6th June 2008 at 01:00
Moose-hide boots, caribou stew and frozen eyelashes - they're all part of the job for National Museums of Scotland curator Chantal Knowles
Moose-hide boots, caribou stew and frozen eyelashes - they're all part of the job for National Museums of Scotland curator Chantal Knowles.

Chantal admits, however, that the six-year long project which involved four trips to Subarctic Canada and ended with an exhibition in Edinburgh (Extremes: Life in Subarctic Canada, TESS May 30), has been the most unusual of her career to date.

Focused on the NMS's rare collection of 19th-century aboriginal artefacts from the Northwest Territories of Canada, it saw Chantal flying off in March last year for her fourth and final trip - this time to undertake outreach sessions with school pupils in Tlicho communities.

The present-day Tlicho, who number around 3,500 and live in four remote settlements, are descendants of the 19th-century Tlicho whose handmade goods (clothing, utensils and hunting gear) were bought by employees of the Hudson Bay Company on the instruction of the first director of the NMS.

During the course of the recent six-year project, the Tlicho achieved self-governing status and their involvement - aimed at sharing and enriching the collection - took on even more significance.

"During my previous trips to Canada, I spoke with Tlicho elders about the outreach programme and, along with Wendy Stephenson from the Prince of Wales Northern Heritage Centre in Yellowknife, we decided on a Winter Travel theme," says Chantal.

Yellowknife is the capital of the Northwest Territories, and a smaller version of the show currently running in Edinburgh was mounted there last year.

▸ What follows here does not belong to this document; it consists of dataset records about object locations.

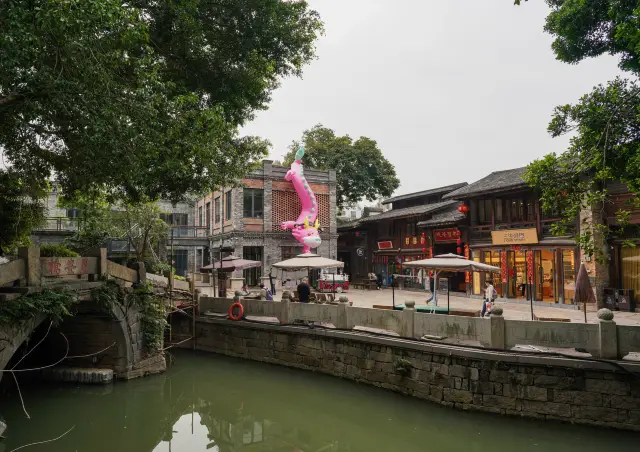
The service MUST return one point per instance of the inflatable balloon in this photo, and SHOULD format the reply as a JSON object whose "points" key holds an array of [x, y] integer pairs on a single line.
{"points": [[305, 228]]}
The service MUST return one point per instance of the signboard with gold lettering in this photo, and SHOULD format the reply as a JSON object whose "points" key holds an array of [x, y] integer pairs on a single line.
{"points": [[514, 237]]}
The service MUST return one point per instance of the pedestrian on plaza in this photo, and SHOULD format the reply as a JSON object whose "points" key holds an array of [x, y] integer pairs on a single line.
{"points": [[490, 295], [304, 290], [268, 294], [432, 285]]}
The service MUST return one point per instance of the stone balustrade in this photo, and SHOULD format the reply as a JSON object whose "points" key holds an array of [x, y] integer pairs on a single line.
{"points": [[604, 339]]}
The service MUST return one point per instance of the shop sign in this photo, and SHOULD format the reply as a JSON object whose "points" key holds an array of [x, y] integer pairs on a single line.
{"points": [[446, 235], [514, 237], [386, 245]]}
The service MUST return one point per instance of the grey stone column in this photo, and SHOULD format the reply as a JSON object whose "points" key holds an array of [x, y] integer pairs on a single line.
{"points": [[268, 194]]}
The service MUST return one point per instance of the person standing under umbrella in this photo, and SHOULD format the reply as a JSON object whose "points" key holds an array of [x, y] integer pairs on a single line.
{"points": [[304, 290]]}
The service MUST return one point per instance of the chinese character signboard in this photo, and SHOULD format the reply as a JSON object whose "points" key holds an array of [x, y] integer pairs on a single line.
{"points": [[514, 237], [386, 245], [446, 235]]}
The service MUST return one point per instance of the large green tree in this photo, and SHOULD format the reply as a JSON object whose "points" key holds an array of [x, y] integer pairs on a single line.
{"points": [[604, 124], [362, 171], [142, 97]]}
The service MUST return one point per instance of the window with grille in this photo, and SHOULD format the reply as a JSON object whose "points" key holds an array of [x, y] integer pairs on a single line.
{"points": [[286, 207], [175, 219], [228, 206], [218, 214], [253, 203], [289, 252]]}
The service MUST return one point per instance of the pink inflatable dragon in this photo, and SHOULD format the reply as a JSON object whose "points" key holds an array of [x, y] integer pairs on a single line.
{"points": [[306, 228]]}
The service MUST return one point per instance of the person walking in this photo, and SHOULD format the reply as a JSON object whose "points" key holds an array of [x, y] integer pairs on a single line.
{"points": [[490, 294], [304, 290], [268, 294], [432, 285]]}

But the least remote Tlicho community is still more than two hours away from Yellowknife by car, so the outreach programme gave everyone access to the collection.

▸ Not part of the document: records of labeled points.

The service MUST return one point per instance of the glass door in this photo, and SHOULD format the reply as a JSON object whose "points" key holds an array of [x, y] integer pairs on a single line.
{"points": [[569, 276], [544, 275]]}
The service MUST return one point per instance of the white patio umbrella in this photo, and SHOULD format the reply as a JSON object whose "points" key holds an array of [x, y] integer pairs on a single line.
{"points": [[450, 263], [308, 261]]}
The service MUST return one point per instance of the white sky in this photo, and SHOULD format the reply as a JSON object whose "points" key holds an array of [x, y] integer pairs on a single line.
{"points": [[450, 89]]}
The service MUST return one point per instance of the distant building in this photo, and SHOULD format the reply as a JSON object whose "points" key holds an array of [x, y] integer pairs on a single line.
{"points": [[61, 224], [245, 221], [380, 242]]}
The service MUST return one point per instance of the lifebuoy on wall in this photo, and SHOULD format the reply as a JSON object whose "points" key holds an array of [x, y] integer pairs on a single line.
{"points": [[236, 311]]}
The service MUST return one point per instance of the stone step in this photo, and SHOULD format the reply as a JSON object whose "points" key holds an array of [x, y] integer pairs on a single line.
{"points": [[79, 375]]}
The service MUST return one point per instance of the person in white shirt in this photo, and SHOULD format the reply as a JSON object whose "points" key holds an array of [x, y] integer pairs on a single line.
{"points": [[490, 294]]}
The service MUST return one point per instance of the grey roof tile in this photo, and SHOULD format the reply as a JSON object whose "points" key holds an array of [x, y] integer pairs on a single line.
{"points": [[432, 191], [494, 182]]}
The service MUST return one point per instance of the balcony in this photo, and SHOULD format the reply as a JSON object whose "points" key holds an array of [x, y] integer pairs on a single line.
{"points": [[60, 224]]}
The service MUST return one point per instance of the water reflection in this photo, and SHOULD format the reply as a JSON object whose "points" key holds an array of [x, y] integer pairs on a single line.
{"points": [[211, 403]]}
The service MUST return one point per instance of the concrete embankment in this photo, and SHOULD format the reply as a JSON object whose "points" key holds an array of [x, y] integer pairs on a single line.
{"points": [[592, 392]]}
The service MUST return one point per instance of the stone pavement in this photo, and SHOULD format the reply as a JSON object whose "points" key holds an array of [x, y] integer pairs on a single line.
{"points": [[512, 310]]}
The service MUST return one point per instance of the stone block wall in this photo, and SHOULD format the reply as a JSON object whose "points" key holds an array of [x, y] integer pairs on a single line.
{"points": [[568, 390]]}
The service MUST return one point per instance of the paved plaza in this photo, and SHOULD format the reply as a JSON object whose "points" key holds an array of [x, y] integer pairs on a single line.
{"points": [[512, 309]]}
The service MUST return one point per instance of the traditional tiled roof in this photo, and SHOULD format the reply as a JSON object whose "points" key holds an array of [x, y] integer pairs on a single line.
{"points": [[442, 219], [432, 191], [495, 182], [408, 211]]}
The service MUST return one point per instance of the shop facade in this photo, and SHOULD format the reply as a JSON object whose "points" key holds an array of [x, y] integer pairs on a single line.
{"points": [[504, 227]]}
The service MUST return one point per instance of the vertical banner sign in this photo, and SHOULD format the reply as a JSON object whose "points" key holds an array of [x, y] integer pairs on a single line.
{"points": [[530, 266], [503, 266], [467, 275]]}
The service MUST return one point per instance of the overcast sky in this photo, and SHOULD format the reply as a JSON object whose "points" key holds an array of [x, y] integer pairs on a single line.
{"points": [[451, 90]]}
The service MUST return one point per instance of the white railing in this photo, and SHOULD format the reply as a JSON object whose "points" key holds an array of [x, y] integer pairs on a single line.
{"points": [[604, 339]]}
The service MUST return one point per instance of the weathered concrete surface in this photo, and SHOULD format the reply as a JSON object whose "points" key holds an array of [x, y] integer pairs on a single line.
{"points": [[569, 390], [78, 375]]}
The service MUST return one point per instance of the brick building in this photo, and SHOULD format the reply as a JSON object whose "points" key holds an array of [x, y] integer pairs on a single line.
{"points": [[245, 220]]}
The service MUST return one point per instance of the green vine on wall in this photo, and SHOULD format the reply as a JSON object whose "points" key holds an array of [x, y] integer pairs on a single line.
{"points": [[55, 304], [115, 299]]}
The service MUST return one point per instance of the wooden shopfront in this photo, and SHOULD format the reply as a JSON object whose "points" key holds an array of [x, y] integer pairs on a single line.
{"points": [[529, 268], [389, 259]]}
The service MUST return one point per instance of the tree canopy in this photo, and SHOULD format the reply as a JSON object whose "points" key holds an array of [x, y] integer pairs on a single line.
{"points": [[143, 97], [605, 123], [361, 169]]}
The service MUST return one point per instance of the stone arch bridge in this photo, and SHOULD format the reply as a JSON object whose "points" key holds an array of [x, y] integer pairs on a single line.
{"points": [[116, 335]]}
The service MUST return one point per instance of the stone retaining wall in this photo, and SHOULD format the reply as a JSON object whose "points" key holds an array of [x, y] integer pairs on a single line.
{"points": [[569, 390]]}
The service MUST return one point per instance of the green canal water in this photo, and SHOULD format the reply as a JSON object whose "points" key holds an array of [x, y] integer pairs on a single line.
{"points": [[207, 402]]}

"The outreach trip took place at the coldest time of the year," continues Chantal. "I brought ski wear, but it wasn't substantial enough to protect me from the - 50 degree centigrade temperatures and I had to borrow clothes, including moose-hide boots to prevent frostbite. It was so cold at one point that my eyelashes froze."

The extreme weather meant that Chantal, accompanied by Wendy, could only visit three of the four communities, travelling to two of them by a plane fitted with skis which landed on frozen lakes.

The outreach team stayed in community guest houses where meals included traditional caribou stew. Museum conservation regulations meant Chantal was only able to bring three of the less fragile items from the Tlicho collection - a dog harness, sled lines and moccasins - contained in a special metal case that she had to keep with her at all times, for security reasons.

"Each of the four communities has a primary school and there is one high school. We held sessions in three primary schools and the high school, seeing a total of 300 pupils," says Chantal.

"Although English is the language at school, the Tlicho language is also on the curriculum, as is the tradition of learning from elders. Two elders and a translator were involved in each session, and as the pupils handled the museum artefacts - wearing special gloves - the elders joined in with stories about winter travel in the days before ski-doos, cars and airplanes. They also showed the children how to braid mitten strings and use the reproduction snowshoes that had been made for the sessions."

The pupils were proud to learn that traditional Tlicho craftwork had been preserved in a Scottish museum and was being appreciated by people from all over the world.

"Winter Travel Edukits" were produced in Yellowknife afterwards and have been presented to all the schools.